Já a trombectomia mecânica consiste em um cateterismo para retirar o coágulo que está entupindo a circulação. Os médicos passam o cateter pela perna, vão até o vaso comprometido e aspiram ou puxam o coágulo usando um stent. "Esse procedimento desentope a circulação em 80% a 90% dos casos, uma diferença enorme comparando com a trombólise. Isso aumenta em três vezes a chance de o paciente ficar independente, não precisar de outras pessoas para as atividades diárias", compara a neurologista.
Os resultados positivos da técnica e a possibilidade de implementá-la no SUS foram apresentados por Martins e um grupo de pesquisadores em um artigo científico publicado em junho de 2020 na revista científica The New England Journal of Medicine. O estudo, financiado pelo Ministério da Saúde, serviu de base para a decisão de incorporar o procedimento.
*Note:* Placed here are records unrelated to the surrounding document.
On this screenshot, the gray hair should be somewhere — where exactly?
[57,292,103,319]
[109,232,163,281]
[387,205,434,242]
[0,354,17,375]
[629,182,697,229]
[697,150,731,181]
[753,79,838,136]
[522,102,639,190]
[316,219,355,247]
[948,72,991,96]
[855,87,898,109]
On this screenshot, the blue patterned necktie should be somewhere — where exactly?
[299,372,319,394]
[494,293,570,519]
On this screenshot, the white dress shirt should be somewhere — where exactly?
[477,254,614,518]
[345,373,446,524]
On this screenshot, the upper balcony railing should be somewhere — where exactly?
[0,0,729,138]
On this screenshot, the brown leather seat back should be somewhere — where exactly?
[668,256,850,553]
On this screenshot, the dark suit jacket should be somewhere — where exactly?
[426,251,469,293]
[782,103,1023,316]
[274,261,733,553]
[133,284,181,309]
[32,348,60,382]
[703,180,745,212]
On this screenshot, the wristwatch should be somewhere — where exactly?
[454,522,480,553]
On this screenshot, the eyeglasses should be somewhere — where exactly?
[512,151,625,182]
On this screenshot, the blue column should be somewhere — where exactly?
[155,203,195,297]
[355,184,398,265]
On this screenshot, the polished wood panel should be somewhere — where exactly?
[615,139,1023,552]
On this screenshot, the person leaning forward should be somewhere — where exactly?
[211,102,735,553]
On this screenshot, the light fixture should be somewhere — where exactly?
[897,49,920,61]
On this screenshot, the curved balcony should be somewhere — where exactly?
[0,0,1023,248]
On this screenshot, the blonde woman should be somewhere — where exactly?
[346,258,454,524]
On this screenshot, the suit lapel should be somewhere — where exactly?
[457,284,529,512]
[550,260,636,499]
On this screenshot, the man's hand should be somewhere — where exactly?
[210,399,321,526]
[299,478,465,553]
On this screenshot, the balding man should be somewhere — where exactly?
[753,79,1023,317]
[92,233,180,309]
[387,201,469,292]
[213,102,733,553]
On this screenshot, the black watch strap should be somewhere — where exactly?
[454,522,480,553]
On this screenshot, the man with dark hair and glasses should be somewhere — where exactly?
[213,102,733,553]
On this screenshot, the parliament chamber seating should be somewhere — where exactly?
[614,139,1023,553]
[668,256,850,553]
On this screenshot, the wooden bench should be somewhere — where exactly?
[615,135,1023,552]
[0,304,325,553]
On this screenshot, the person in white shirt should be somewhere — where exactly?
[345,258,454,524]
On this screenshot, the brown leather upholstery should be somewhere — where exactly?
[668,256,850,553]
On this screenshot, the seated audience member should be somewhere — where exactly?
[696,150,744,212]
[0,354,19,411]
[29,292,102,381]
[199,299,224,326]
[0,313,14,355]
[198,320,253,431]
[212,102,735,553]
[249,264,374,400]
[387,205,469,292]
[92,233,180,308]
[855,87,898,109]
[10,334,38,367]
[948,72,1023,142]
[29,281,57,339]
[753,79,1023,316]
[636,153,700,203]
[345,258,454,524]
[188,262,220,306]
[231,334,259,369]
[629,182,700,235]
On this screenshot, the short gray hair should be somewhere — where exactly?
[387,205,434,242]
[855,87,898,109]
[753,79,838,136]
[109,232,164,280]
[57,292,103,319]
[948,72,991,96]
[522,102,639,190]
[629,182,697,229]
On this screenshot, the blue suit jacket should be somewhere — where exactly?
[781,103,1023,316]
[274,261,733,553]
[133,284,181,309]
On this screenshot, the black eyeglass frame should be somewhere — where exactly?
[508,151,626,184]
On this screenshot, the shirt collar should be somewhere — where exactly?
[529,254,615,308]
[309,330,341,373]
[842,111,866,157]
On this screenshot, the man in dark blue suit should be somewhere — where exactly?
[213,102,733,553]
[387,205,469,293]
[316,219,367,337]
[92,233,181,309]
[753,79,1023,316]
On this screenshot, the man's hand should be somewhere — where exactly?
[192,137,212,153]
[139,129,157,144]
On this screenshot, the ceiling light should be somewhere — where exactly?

"Agora o que eles têm de fazer é definir quanto vão pagar pelos dispositivos que fazem o tratamento para os hospitais do SUS que já estão prontos. Combinamos de discutir no ministério os detalhes em relação aos hospitais pré-avaliados e ao reembolso do custo do equipamento", conta Martins.
Atualmente, quatro hospitais públicos oferecem a técnica, porém sem recursos dedicados do governo federal. O Hospital Geral de Fortaleza e o Hospital Estadual de Vitória disponibilizam o tratamento com verbas estaduais; o Hospital Municipal São José, em Joinville (SC), recebe recursos da prefeitura, e o Hospital das Clínicas da Faculdade de Medicina de Ribeirão Preto (SP) utiliza de sua verba de manutenção.
"Os outros não têm recurso e estão aguardando a incorporação com o custo repassado", comenta a neurologista, fazendo menção a 15 hospitais que têm capacidade de oferecer a trombectomia mecânica e que foram sugeridos ao ministério para credenciamento.
Com a incorporação das unidades, as equipes do Samu terão mais opções para encaminhar o paciente com AVC grave, respeitando o intervalo aprovado de até 24 horas de início dos sintomas para a realização da trombectomia mecânica.
"O caminho começa pela educação da população para reconhecer os sinais de AVC e saber que deve chamar o Samu. O Samu, ao reconhecer esse paciente como urgente, identificará se há necessidade de trombectomia ou se pode encaminhar para um centro de AVC para trombólise", explica a neurologista.
Martins conta que a dinâmica já foi testada no Rio Grande do Sul, com 22 ambulâncias, e mais recentemente em Ribeirão Preto. Com esse sistema, diz, o hospital e a equipe, incluindo o neuroradiologista intervencionista que conduz o procedimento, podem ficar preparados e ganhar minutos preciosos.